SG - On the Future of Livestock Farming

The production of cultured, meat, milk and cheese in biotechnological ways looks like a direct threat for traditional livestock farmers. But can it also be an opportunity?

Organisator Studium Generale

di 15 maart 2022 20:00

Locatie Impulse, gebouwnummer 115

About On the Future of Livestock Farming

Will the production of cultured meat, milk and cheese open up new ways ahead for livestock farmers? Prof. dr. Cor van der Weele presents her research into this question, while Ira van Eelen will tell about her efforts to realise a first pilot farm. They will also pay attention to objections and to stumbling blocks on this road. The more general question that emerges is: what forms could or should livestock farming take in the future?

About series ‘Cultured Meat, Milk and Cheese – A Revolution Underway?’

Meat, grown in a bioreactor. Real cheese and milk, lab-grown using yeast to produce proteins.

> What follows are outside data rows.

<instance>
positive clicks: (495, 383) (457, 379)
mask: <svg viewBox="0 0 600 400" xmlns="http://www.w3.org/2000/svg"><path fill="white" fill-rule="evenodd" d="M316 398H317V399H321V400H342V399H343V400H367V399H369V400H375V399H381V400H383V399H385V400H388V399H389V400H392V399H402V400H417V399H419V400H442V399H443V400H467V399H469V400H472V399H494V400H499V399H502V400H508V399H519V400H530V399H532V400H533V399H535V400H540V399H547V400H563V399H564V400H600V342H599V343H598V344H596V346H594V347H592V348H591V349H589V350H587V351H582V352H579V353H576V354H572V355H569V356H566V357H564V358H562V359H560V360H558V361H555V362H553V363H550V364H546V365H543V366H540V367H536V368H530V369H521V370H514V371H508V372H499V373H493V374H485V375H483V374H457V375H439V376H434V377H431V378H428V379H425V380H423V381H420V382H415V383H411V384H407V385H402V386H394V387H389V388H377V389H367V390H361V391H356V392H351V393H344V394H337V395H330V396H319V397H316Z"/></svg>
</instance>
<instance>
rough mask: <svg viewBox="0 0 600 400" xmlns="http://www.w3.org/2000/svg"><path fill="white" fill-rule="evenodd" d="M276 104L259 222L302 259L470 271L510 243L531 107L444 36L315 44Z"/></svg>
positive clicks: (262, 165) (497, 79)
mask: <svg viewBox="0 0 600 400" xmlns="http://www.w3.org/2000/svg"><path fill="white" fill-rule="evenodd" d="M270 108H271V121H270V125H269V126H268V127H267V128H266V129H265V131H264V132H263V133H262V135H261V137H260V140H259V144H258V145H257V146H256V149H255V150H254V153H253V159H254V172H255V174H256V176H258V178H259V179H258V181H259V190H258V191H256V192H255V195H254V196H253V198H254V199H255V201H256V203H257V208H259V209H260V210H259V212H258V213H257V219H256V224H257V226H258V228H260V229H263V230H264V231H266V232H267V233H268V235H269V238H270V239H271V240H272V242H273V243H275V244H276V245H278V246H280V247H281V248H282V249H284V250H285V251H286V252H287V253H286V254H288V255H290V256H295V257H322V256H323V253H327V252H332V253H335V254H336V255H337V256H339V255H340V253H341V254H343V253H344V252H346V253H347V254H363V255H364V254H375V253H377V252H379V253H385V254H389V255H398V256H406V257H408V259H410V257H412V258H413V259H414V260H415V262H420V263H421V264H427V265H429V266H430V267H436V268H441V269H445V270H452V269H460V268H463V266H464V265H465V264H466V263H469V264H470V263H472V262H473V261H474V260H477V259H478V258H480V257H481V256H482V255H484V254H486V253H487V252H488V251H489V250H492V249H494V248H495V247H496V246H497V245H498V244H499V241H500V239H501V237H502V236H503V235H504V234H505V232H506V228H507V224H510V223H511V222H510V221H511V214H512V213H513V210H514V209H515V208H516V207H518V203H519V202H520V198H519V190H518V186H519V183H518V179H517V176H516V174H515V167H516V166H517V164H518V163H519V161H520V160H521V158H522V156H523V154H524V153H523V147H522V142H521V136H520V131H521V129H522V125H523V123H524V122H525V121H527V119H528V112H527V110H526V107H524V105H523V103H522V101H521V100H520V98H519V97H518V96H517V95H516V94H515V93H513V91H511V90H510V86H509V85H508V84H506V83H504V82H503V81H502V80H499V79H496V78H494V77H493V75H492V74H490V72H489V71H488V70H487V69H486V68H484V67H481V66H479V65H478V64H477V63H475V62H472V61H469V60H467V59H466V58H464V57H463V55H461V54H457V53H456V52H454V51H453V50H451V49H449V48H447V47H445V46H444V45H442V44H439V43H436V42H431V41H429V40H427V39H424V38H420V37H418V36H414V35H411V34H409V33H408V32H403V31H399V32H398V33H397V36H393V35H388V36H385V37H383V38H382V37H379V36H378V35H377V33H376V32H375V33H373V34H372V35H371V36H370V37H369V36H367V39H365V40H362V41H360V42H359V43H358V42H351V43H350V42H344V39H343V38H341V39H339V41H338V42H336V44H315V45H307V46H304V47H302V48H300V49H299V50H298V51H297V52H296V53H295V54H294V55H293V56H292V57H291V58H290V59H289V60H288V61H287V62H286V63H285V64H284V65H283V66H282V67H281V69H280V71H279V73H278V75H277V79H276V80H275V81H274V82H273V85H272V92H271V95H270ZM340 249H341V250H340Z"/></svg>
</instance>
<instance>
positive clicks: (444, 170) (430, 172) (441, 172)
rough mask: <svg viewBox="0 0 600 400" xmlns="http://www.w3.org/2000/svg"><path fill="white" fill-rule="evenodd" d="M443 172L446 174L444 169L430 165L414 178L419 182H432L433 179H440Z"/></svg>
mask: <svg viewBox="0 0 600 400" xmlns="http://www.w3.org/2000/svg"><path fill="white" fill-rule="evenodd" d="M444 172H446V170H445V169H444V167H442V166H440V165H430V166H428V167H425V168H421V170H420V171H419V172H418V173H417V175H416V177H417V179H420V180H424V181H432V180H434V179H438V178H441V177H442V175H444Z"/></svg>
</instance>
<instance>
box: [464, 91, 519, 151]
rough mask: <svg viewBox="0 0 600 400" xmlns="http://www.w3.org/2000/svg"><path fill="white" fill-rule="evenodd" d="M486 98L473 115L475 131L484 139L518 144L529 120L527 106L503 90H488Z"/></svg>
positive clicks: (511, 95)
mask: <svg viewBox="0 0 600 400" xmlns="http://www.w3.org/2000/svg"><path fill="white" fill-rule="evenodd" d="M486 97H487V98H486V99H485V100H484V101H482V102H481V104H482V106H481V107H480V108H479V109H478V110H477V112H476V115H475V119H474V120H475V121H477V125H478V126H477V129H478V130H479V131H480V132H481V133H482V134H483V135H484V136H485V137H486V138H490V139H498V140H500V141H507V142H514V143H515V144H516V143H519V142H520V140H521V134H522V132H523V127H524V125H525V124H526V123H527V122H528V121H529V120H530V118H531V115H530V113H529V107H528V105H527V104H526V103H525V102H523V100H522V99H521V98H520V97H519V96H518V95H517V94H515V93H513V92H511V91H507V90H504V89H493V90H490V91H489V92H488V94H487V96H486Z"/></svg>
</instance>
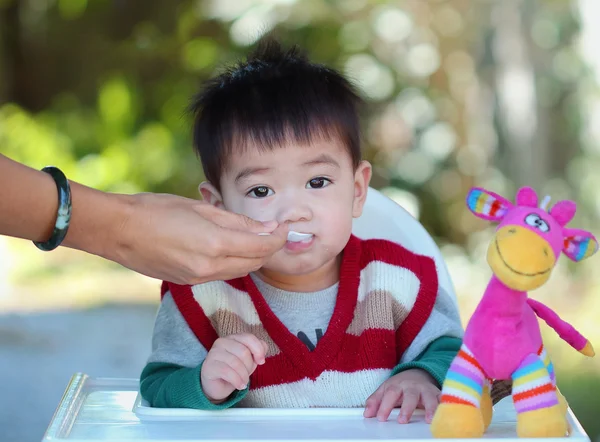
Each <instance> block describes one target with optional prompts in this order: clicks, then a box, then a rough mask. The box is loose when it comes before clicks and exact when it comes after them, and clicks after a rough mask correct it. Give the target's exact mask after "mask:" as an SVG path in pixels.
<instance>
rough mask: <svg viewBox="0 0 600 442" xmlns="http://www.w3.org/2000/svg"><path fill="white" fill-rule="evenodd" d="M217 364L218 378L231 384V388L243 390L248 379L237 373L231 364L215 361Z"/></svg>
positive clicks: (245, 384) (238, 389)
mask: <svg viewBox="0 0 600 442" xmlns="http://www.w3.org/2000/svg"><path fill="white" fill-rule="evenodd" d="M216 362H217V364H218V366H219V367H218V373H219V379H222V380H224V381H225V382H227V383H229V384H231V386H232V387H233V388H235V389H236V390H243V389H244V388H246V386H247V385H248V381H247V380H246V379H245V378H246V376H244V375H243V374H241V373H239V372H238V370H235V369H234V368H233V367H231V365H229V364H227V363H225V362H222V361H216Z"/></svg>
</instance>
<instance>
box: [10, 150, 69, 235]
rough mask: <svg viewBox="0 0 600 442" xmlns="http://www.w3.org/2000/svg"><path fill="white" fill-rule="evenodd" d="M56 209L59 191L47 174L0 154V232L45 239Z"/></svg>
mask: <svg viewBox="0 0 600 442" xmlns="http://www.w3.org/2000/svg"><path fill="white" fill-rule="evenodd" d="M57 211H58V191H57V189H56V185H55V184H54V180H53V179H52V177H51V176H50V175H48V174H47V173H44V172H40V171H38V170H35V169H31V168H29V167H27V166H24V165H22V164H20V163H17V162H15V161H13V160H11V159H9V158H7V157H5V156H4V155H1V154H0V234H2V235H8V236H13V237H16V238H23V239H29V240H31V241H45V240H47V239H48V238H49V237H50V235H51V234H52V230H53V228H54V223H55V221H56V215H57Z"/></svg>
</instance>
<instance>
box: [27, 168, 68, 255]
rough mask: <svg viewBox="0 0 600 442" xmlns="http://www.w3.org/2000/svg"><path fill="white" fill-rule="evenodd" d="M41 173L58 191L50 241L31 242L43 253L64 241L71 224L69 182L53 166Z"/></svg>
mask: <svg viewBox="0 0 600 442" xmlns="http://www.w3.org/2000/svg"><path fill="white" fill-rule="evenodd" d="M42 172H46V173H47V174H49V175H50V176H51V177H52V178H53V179H54V182H55V183H56V188H57V189H58V213H57V214H56V222H55V223H54V230H53V231H52V235H51V236H50V239H48V240H47V241H44V242H37V241H33V243H34V244H35V245H36V247H37V248H38V249H40V250H43V251H44V252H49V251H50V250H54V249H55V248H57V247H58V246H59V245H60V244H61V243H62V242H63V240H64V239H65V236H66V235H67V230H69V223H70V222H71V187H70V186H69V181H68V180H67V177H66V176H65V174H64V173H62V171H61V170H60V169H59V168H57V167H54V166H48V167H44V168H43V169H42Z"/></svg>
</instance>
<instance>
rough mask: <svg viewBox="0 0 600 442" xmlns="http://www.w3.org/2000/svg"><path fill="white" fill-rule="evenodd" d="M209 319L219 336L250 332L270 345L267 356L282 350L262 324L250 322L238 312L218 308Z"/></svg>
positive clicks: (272, 354) (272, 355) (227, 335)
mask: <svg viewBox="0 0 600 442" xmlns="http://www.w3.org/2000/svg"><path fill="white" fill-rule="evenodd" d="M209 319H210V322H211V324H212V326H213V327H214V329H215V330H216V332H217V335H219V337H224V336H229V335H233V334H237V333H250V334H253V335H254V336H256V337H257V338H258V339H261V340H263V341H265V343H266V344H267V346H268V350H267V357H270V356H275V355H277V354H279V352H280V350H279V347H277V345H276V344H275V342H273V339H271V337H270V336H269V334H268V333H267V330H265V328H264V327H263V326H262V325H261V324H256V325H252V324H248V323H247V322H245V321H244V320H243V319H242V318H241V316H240V315H238V314H237V313H234V312H232V311H230V310H225V309H218V310H217V311H216V312H215V313H214V314H213V315H211V316H210V317H209Z"/></svg>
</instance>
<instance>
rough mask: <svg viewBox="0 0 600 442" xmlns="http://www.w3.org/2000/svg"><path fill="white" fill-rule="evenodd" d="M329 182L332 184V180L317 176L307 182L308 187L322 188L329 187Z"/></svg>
mask: <svg viewBox="0 0 600 442" xmlns="http://www.w3.org/2000/svg"><path fill="white" fill-rule="evenodd" d="M329 184H331V180H328V179H327V178H323V177H317V178H313V179H312V180H310V181H309V182H308V183H307V184H306V187H307V188H310V189H321V188H322V187H327V186H328V185H329Z"/></svg>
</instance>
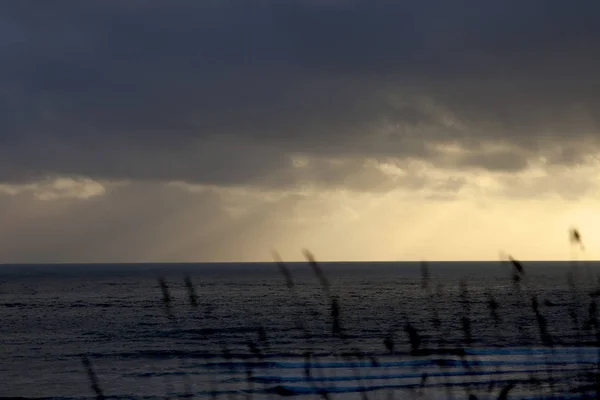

Is there a revolution underway which will make livestock farming redundant?

About Cor van der Weele

Cor van der Weele
Cor van der Weele

Emeritus professor Cor van der Weele - with a background in biology and philosophy - was special professor of humanistic philosophy at Wageningen University. She has been studying changing appreciations of meat and cultured meat for the last twelve years in order to understand processes of change during the protein transition. In her most recent project she wondered if and how cultured meat might be an opportunity for farmers.

About Ira van Eelen

Ira van Eelen
Ira van Eelen

Ira van Eelen is proud to be able to work on two passions. Cultured meat as legacy from her father and preventive oral healthcare as gift to her son. Ira’s father, Willem van Eelen, was one of pioneers of the creation and production of cultured meat.
Ira is the chairperson of the ‘Invitromeat Foundation’ founded by her father in 2002, member of food company JUST’s advisory board, Senior consultant of Cellular Agricultural Society CAS, Co-founder of Kind Earth Tech Food Europe, and writer of the foreword to the Dutch, French and German translation of Paul Shapiro’s book “Clean Meat”.